Two of my favorite teenage memories were going to summer camp, and during the winter, going on a Christian retreat. Life felt easier then. While I rode horses, made Popsicle stick houses, or talked about how God impacted my life, I felt a sense of belonging. I socialized with other Christians, discussing my viewpoint on premarital sex, drugs, and alcohol. During these wonderful respites from every day teen-aged life, I felt a sense of security.
Spending time with other kids, helped me to realize how blessed I was to have both a mother and father involved in my life. At camp, we would jump on a horse and trot off on a trail, often spotting a deer or rabbit. The wind blew through my hair and I felt as if I were flying.
My favorite times were around the campfire. People would talk openly about the good and bad things that made us who we are today. No one judged me for believing in Jesus. It was a time when I could take off my mask and allow those around me to know the scared girl hiding deep inside. I made lifelong friends during these vacations from the day-to-day existence that waited for me back at home and school.
When the week ended, I’d hug my parents and left feeling I had a greater understanding of my purpose. However, in just mere hours, the sense of euphoria diminished. My brother would say something hateful to me, which made me run to my room and sob into my pillow. I’d look at the clock and think if I were at camp right now we would be brushing the horses.
Returning to school after a retreat shocked me into reality. I scanned the lunch tables trying to figure out where I belonged.
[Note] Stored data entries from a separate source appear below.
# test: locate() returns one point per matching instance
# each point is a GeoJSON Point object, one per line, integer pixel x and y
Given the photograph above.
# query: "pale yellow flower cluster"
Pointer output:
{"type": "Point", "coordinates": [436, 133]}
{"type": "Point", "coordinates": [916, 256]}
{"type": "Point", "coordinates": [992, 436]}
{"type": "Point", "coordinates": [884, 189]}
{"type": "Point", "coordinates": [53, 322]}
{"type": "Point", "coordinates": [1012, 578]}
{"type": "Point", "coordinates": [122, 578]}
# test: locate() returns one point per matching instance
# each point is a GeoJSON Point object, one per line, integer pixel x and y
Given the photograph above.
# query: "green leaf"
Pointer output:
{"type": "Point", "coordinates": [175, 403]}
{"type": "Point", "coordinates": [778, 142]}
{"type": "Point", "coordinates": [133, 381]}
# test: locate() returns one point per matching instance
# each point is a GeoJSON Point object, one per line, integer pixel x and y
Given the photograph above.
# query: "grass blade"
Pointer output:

Then a voice whispered in my ear, “If you were still on retreat, you wouldn’t have to pretend to be someone else to fit in. No, you’d be sitting at the table with your new friends bowing your head to pray.” I knew that I’d be ridiculed if I prayed at school.
In gym class, I’d be the last person to be picked to be on a team. Embarrassed I’d look down, close my eyes and envision myself playing baseball at camp. There it didn’t matter who won or lost.
As I grew into adulthood, I’d like to say I became self-confident, that I didn’t worry about fitting in and everyone knew the real me because my mask had been discarded years before. But that would be a lie. My mother died quite young and unexpectedly. Even years after her death, I’d look at the clock and think if Mom were here she would be phoning me about now to see how my day went.
At the arrival of my third child, I burst into tears, not because I’d experienced the miracle of birth but because Mom wasn’t there to encourage me through labor for the first time. Many of my days were spent saying what if… . What if Mom were alive, we would have been able to build my dream house next door to her. What if Mom were here to host holiday dinners, my kids would have gotten to know their cousins better.
During the 18 years since Mom died, a day didn’t go by that I didn’t miss her and mourn her early demise. I clung to my memories of her. Shortly before the 18th anniversary of Mom’s passing into Heaven, I had a near death experience. Visions of my kids mourning me flashed through my head. I screamed, “I don’t want to die.” After the medical crew revived me, I started seeing life through new eyes. I’d spent so much time reliving my happier days that I robbed myself of some spectacular moments.
My epiphany rattled me to the bone. I’d been living in the past. Dreaming about a remote control, where I could push the rewind button to a day when I felt like I belonged, only prolonged my agony. Instead of praising God for each precious moment spent with my family, I immersed myself in my memories.
After my near death adventure, I started looking forward instead of behind me. The future is full of glorious days and I don’t want to miss a single second.